To calculate the spot price, discount the future price back to today using the chosen compounding method. If you instead know the spot price and the future price, you can rearrange the same relationship to solve for the implied annualized rate (often called a “spot” or “risk‑free” rate for that maturity).

What is a Spot Rate?

The meaning of “spot” depends on the market context. A spot price is the current market price for immediate delivery and payment. In foreign exchange, the term spot rate commonly means the spot exchange rate (also a price). In fixed‑income markets, a spot rate (often called a zero rate) is the annualized yield for a specific maturity implied by a single cash flow (for example, a zero‑coupon bond).
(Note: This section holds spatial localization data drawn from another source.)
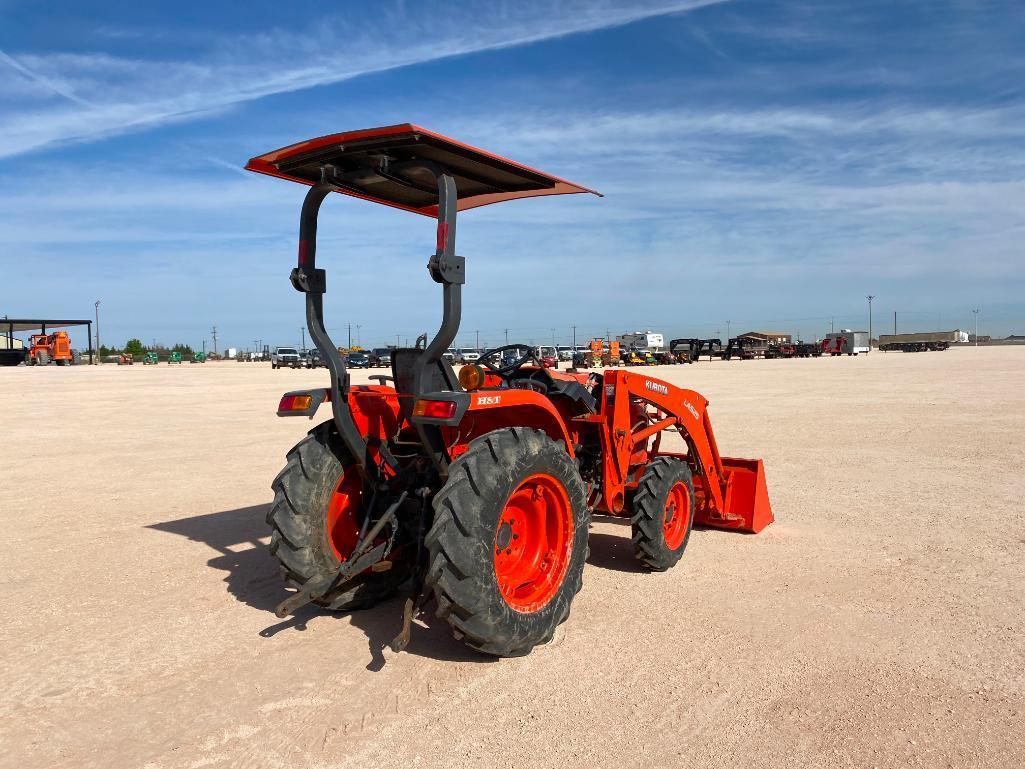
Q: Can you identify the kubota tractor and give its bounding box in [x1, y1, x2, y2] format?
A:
[248, 124, 772, 657]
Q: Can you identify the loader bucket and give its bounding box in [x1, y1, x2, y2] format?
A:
[696, 457, 774, 534]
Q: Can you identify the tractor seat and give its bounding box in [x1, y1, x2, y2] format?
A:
[391, 348, 461, 420]
[546, 377, 597, 414]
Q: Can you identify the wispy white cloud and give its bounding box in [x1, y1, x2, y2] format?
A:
[0, 0, 727, 159]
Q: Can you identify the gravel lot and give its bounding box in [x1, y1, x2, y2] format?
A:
[3, 347, 1023, 769]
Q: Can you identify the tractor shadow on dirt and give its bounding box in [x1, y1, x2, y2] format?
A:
[586, 516, 724, 573]
[586, 515, 646, 573]
[148, 504, 493, 670]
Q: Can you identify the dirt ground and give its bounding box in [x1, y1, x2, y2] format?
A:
[2, 347, 1023, 769]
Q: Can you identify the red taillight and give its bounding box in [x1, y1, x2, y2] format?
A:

This page’s calculator primarily relates a spot price to a future/forward price using a rate; the “Zero‑Coupon / Bond” tab is appropriate when you want the yield/spot rate for a single cash flow.

How to Calculate Spot Price (Present Value)?

The following steps outline how to calculate the spot price (present value) from a future price.


  1. First, determine the future/forward price at maturity (F).
  2. Next, determine the annualized risk‑free rate (r) as a decimal.
  3. Next, determine the time to maturity (t) in years.
  4. Next, choose a compounding convention and use the appropriate formula from above (for example, with annual compounding: S = F / (1 + r)^t).
  5. Finally, calculate the spot price (S).
  6. After inserting the variables and calculating the result, check your answer with the calculator above.

Example Problem : 

Use the following variables as an example problem to test your knowledge.

future price of the asset (F) = 100

risk-free rate (r) = 0.05

time to maturity (t) = 2

Using annual compounding, the spot price is: S = 100 / (1.05)2 = 90.7029.